Commands to run immediately:
# Recent deploys git log --oneline -20 # Check running process / container health # (adjust for your stack) docker ps systemctl status <service> # Tail live logs docker logs -f <container> --tail 100 journalctl -u <service> -n 100 -f
Add findings to the incident file under
## Evidence.
3. Contain the Blast Radius
Before fixing, limit the damage:
- If a bad deploy caused it: roll back immediately
git revert HEAD # or redeploy previous known-good version - If a specific feature is failing: toggle it off via feature flag
- If data is being corrupted: take the affected service offline temporarily
- If a secret was exposed: rotate it immediately, then investigate
Document every action taken in the incident file with timestamps.
4. Root Cause Analysis
Once contained, find the real cause — not just the symptom.
Use the 5 Whys technique:
Why did users see a 500 error? → Because the database query timed out. Why did the query time out? → Because a new index was missing after the migration. Why was the index missing? → Because the migration script didn't include CREATE INDEX. Why didn't the migration script include it? → Because we don't have a convention for checking query plans before deploy. → Root cause: Missing pre-deploy query plan review process.

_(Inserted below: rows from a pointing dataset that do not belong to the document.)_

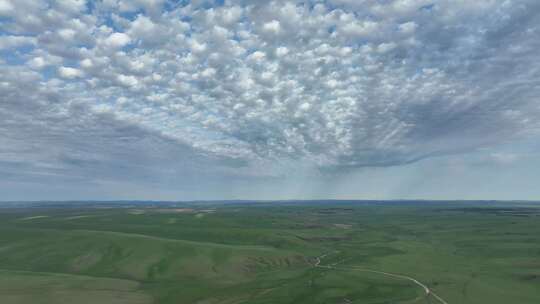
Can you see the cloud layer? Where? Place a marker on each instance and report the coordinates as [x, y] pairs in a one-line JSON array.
[[259, 89]]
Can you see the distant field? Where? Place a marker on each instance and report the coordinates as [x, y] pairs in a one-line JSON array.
[[272, 253]]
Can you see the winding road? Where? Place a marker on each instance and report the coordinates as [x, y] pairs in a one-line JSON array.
[[427, 290]]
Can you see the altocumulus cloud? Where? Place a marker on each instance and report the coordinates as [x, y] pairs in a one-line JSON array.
[[122, 90]]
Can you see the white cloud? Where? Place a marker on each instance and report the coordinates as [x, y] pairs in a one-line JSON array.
[[117, 40], [331, 85], [69, 73], [8, 42]]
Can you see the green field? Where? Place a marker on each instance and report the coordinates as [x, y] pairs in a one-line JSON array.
[[273, 253]]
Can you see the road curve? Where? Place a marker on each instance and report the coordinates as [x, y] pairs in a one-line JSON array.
[[399, 276]]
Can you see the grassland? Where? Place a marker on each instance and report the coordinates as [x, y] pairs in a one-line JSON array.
[[464, 252]]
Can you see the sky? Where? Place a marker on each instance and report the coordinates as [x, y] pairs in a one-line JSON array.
[[341, 99]]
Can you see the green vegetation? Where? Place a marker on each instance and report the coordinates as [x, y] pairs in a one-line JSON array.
[[466, 253]]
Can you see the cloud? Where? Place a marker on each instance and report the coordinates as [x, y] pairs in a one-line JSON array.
[[279, 85], [117, 40], [69, 73]]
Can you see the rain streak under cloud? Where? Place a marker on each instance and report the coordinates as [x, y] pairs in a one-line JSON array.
[[183, 93]]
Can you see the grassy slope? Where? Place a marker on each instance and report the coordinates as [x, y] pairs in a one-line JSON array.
[[258, 255]]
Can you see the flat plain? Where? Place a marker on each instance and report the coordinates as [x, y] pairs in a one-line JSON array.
[[272, 252]]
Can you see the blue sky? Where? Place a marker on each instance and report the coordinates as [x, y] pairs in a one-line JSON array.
[[156, 99]]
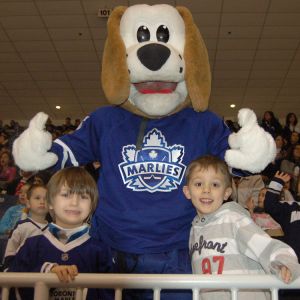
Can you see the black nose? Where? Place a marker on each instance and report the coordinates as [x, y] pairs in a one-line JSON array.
[[153, 56]]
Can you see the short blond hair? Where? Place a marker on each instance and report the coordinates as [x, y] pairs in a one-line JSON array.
[[209, 161], [78, 180]]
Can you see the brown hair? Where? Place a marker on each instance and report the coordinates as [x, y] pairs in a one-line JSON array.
[[209, 161], [78, 180], [32, 188]]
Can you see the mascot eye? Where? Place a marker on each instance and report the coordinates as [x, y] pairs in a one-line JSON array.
[[162, 34], [143, 34]]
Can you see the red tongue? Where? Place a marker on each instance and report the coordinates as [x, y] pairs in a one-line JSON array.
[[155, 87]]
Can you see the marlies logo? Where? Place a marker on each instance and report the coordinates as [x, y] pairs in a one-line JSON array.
[[156, 167]]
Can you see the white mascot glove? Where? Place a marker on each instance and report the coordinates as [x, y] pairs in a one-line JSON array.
[[30, 148], [252, 148]]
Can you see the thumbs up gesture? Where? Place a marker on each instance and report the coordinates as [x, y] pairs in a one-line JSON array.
[[30, 149]]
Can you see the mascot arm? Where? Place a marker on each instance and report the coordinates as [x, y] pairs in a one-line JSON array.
[[80, 147], [252, 148], [217, 137], [30, 149]]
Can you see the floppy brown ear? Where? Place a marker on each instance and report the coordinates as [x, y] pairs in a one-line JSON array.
[[114, 75], [197, 73]]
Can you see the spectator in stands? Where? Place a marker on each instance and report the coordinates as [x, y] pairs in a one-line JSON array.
[[261, 218], [292, 167], [66, 248], [33, 225], [223, 237], [4, 141], [245, 188], [269, 172], [77, 123], [7, 169], [291, 125], [15, 213], [271, 124], [286, 214]]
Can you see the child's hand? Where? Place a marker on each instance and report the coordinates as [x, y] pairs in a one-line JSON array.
[[65, 273], [285, 274], [283, 176]]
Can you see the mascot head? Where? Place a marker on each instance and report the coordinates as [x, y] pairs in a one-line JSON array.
[[155, 61]]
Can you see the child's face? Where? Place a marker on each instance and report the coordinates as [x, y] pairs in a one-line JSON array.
[[207, 190], [70, 210], [296, 152], [22, 194], [261, 198], [37, 203]]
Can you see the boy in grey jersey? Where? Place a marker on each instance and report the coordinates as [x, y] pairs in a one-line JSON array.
[[223, 237]]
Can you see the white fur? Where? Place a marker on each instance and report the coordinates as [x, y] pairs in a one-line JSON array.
[[30, 148], [252, 148], [156, 105]]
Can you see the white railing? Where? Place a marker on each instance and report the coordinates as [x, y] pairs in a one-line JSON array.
[[155, 282]]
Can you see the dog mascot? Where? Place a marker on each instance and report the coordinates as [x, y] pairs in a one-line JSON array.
[[156, 75]]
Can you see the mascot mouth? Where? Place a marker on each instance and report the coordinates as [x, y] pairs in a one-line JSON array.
[[155, 87]]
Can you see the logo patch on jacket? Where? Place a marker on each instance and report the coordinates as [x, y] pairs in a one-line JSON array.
[[156, 167]]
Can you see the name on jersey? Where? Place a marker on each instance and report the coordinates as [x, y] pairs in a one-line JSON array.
[[206, 244]]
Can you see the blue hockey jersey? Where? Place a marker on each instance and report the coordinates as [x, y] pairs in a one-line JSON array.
[[142, 208], [41, 251]]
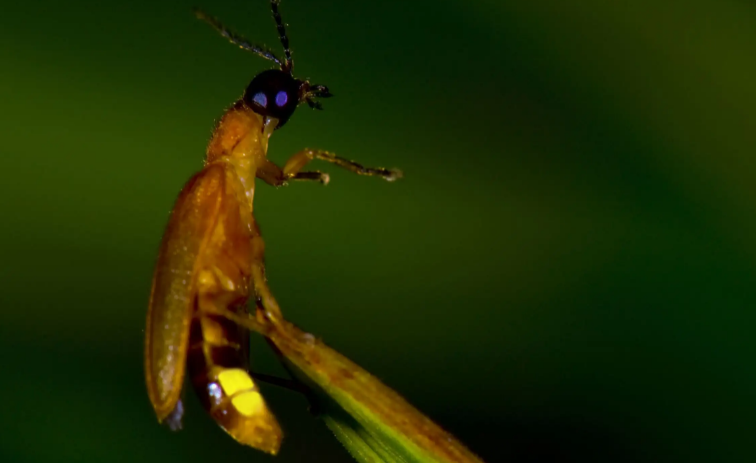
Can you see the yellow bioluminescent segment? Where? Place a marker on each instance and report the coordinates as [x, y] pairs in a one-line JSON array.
[[248, 403], [235, 380]]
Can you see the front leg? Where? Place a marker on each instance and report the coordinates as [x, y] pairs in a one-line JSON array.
[[274, 175], [295, 164]]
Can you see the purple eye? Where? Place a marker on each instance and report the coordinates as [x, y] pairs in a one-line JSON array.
[[261, 99], [281, 98]]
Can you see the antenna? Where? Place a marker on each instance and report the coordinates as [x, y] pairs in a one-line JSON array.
[[245, 44], [289, 64]]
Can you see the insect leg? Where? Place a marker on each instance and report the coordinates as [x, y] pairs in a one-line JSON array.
[[300, 159], [273, 175]]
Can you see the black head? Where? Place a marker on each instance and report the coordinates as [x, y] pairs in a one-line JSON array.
[[275, 92]]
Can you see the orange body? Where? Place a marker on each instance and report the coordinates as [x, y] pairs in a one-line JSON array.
[[210, 255]]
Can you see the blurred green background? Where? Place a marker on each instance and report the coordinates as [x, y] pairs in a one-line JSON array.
[[565, 274]]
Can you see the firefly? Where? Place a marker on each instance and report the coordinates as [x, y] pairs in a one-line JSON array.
[[211, 260]]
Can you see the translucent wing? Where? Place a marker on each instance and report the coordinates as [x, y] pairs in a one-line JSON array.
[[173, 286]]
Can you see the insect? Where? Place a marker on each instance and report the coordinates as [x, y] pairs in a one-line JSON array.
[[211, 257]]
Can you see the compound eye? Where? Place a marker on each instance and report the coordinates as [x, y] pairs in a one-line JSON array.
[[273, 93], [282, 98], [261, 99]]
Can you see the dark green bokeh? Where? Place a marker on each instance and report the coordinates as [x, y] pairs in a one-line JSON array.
[[565, 273]]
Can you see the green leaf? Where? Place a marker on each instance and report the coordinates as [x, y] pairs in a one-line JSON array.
[[372, 421]]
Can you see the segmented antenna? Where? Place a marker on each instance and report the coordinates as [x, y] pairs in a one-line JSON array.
[[245, 44], [289, 65]]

The root cause is almost never the immediate technical failure — it's the process gap that allowed it.
5. Fix and Deploy
Write the fix:
- Smallest possible change that resolves the issue
- Add a test that would have caught this
- Double-check the fix in staging before production
Deploy:
- Monitor metrics during deploy
- Keep someone watching logs for 15 minutes post-deploy
- Confirm symptom is resolved with a real user test
6. Write the Post-Mortem
Within 24h of resolution, write a post-mortem in
.agent/incidents/INC-<date>-<slug>.md:
# Post-Mortem: <title> ## Summary <2-3 sentences: what happened, how long, how many users affected> ## Timeline | Time (UTC) | Event | |------------|-------| | HH:MM | Issue first occurred (inferred from logs) | | HH:MM | First alert / user report | | HH:MM | Incident declared | | HH:MM | Mitigation applied | | HH:MM | Root cause identified | | HH:MM | Fix deployed | | HH:MM | Incident resolved | ## Root Cause <The actual root cause — not just the symptom> ## What Went Well - <something that helped — good monitoring, fast rollback, etc.> ## What Went Poorly - <something that made it worse — slow detection, unclear runbook, etc.> ## Action Items | Action | Owner | Due Date | |--------|-------|----------| | Add missing index to migration convention | <name> | <date> | | Add test for query performance | <name> | <date> | | Set up alert for DB query p99 latency | <name> | <date> |
7. Update the Knowledge Base
After the post-mortem, use the
knowledge-base-update skill to create a gotcha entry for the root cause so future agents and developers know about it.
Rules
- Contain first, diagnose second. Stopping the bleeding is more important than understanding the wound.
- No blame in post-mortems. Focus on process gaps, not people.
- Every incident generates at least one action item. If nothing changes, it will happen again.
- Never declare an incident resolved until a real user confirms the fix. Metrics can lie; users don't.
- All P1/P2 incidents require a post-mortem. No exceptions.